Oh, wow, okay, ID3v2 specification itself is the source of illness of cultural discrimination. No fair-minded association can explain there is rational reason to specify Latin1 as the default but they indeed chose such inappropriate path. Many of Japanese who dig this problem in depth expressed anger against the spec.

Taking the fact into consideration, I'm okay with gabaug's choice (of either) to make required changes in Banshee. I believe that every taglib-sharp-based apps should solve this issue too though.

Finally I'd insist this: no one becomes unhappy if this "support non-Latin1 by default" behavior is default, while most of non-Latin1 people becomes unhappy on the other choice. Banshee won't spread "incorrectly-encoded" song files by this choice so I don't believe Banshee should feed sinful. The implementation can be said sloppy, but it is only against discriminating specification, which I believe should get broken. Wrong rule is just wrong and should be fixed. Note that ID3 specification is informal.

Comment 13 Atsushi Eno 2011-02-26 19:29:18 UTC

One more thing: note that the "default is Latin1" part is added only after ID3v2 and ID3v1 didn't specify that.

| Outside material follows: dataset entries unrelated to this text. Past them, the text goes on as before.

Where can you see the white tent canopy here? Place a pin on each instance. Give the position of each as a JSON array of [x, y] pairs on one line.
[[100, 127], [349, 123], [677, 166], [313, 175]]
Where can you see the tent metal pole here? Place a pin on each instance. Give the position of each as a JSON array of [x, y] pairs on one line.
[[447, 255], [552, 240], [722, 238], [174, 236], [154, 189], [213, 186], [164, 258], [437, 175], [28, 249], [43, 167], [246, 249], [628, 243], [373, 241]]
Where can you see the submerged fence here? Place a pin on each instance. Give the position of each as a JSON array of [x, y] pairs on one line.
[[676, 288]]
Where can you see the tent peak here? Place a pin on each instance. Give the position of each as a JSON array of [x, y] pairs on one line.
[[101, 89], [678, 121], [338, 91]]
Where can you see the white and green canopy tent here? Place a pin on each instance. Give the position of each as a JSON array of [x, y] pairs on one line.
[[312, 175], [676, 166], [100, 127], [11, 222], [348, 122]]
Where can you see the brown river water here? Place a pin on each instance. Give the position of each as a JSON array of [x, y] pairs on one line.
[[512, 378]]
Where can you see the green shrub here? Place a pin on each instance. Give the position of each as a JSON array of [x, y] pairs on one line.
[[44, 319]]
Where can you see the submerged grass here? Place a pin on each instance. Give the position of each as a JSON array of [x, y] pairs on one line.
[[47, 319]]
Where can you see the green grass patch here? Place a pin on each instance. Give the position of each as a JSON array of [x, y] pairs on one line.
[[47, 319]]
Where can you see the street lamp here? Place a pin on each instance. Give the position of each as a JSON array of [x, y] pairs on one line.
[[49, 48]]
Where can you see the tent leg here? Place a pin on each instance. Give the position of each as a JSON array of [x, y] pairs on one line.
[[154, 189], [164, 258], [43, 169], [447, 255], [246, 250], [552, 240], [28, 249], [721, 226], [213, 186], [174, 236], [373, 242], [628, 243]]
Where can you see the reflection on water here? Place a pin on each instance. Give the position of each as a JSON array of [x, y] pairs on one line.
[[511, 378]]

And there are song files that are encoded by tools that are released before ID3v2.

Comment 14 Alexander Kojevnikov 2011-03-22 01:40:14 UTC

*** Bug 645486 has been marked as a duplicate of this bug. ***

Comment 15 unruledboy 2011-03-23 21:37:02 UTC

I think using Encoding.Default when it is "broken" is NOT a good idea, for example I am using a windows with en-gb as the default encoding, but actually I am parsing files that are with gb2312 encoding, so either latin1 or en-gb default) will be WRONG.

I still want to stick to have the ability for the user to specify the encoding.

What I have done is simply add one more static property called BrokenEncoding, when use broken is true and when BrokenEncoding is NOT null, then taglib will use it, but when use broken is true and BrokenEncoding is null, then taglib will stick to Encoding.Default.

Comment 16 Alexander Kojevnikov 2011-05-20 01:30:06 UTC

*** Bug 649435 has been marked as a duplicate of this bug. ***

Comment 17 Urmas 2011-05-20 18:44:25 UTC

Also the specified character set should be used if file has id3v2 tags which claim to be in "UTF16-LE" encoding, as in 95% of cases it's just zero-expanded local codepage characters.

Comment 18 André Klapper 2018-08-17 19:49:13 UTC

taglib-sharp has moved to Github a while ago.
Furthermore, GNOME Bugzilla will be shut down and replaced by gitlab.gnome.org.

If the problem reported in this Bugzilla ticket is still valid, please report
it to https://github.com/mono/taglib-sharp/issues instead. Thank you!

Closing this report as WONTFIX as part of Bugzilla Housekeeping.